Hydrochoerus hydrochaeris belongs to the order Rodentia and it is considered the largest rodent. The cerebrospinal fluid is produced in the choroid plexus of each lateral ventricle and then this fluid flows into the subarachnoid space that surrounds the brain, the spinal cord, nerve roots, and the optic nerves. At certain sites, crevices of the brain surface establish subarachnoid space enlargements known as cistern.
The aim of this partial study is to describe the meninges of the brain with emphasis on cisterns and sulcus in living capybara by means of MRI providing more detailed information of intracranial structures of this species, for research centers and clinics of wild animal veterinary medicine.
Eight adult capybaras were submitted to MRI examination using a 0.25 Tesla equipment (Vet-Grande; Esaote, Italy), under general anesthesia using face mask. Anatomical aspects of the cisterns and sulcus were evaluated by T1W, T2W and FLAIR sequences on the transverse, sagittal and dorsal planes.
The major cisterns of the brain could be easily differentiated by MRI (Figure 1.A), observing prominence of the cerebellomedullary and quadrigeminal cisterns.

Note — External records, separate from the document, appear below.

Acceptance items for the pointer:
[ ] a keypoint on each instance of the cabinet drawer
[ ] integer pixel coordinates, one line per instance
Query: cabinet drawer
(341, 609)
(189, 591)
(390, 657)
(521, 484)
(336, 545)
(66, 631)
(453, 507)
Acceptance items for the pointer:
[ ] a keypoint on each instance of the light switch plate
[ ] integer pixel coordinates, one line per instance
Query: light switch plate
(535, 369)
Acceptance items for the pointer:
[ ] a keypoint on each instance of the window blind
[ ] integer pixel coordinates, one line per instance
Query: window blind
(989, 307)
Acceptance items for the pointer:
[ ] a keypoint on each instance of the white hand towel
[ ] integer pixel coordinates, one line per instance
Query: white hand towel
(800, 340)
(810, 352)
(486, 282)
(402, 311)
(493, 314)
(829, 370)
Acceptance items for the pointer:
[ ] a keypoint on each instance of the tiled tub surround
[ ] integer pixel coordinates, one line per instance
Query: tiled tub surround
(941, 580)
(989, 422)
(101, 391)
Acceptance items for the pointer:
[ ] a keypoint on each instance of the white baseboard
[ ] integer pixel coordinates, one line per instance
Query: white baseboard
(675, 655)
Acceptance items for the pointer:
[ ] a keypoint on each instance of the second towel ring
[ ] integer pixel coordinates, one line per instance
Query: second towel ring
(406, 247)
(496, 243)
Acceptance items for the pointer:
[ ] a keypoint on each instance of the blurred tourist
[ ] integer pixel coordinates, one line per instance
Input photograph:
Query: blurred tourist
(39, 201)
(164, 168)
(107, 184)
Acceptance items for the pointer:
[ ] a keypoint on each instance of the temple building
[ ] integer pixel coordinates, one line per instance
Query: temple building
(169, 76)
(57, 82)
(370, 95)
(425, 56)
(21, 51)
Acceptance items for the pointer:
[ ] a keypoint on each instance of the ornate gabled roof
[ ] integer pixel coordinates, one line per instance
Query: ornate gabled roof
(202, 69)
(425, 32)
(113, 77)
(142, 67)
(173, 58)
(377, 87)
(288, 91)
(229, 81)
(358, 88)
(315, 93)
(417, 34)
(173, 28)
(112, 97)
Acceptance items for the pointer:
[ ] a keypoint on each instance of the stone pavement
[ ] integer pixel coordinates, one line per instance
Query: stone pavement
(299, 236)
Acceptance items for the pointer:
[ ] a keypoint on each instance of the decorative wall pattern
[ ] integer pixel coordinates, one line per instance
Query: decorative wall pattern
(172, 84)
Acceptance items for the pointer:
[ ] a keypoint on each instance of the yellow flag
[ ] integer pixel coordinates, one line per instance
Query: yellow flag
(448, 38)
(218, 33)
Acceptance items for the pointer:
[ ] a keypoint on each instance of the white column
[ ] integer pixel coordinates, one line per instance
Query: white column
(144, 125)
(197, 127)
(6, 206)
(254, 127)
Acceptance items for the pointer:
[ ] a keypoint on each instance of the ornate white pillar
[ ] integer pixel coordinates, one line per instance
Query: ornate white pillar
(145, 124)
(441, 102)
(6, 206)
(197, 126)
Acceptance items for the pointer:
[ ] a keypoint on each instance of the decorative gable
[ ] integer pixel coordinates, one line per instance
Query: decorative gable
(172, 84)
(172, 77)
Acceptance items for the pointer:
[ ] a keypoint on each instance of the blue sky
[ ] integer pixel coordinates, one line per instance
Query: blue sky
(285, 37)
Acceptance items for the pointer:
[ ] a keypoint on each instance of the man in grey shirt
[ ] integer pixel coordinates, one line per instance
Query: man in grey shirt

The encephalic sulcus were well defined and could be used to delimit the cortical gyrus (Figure 1.B).
(A) T1-weighted mid-sagittal MRI showing the schema of the cisterns and III and IV ventricles and (B) T2-weighted transversal MRI showing the sulcus (arrows) and gyrus (asterisk). CM = cerebellomedullary cistern; IC = intercrural cistern; M = mesencephalic aqueduct; Q = quadrigeminal cistern.
Capybaras have brain sulcus and cisterns well defined by MRI when compared to the most animals of the Rodent order. However, the aspects are similar to domestic animals.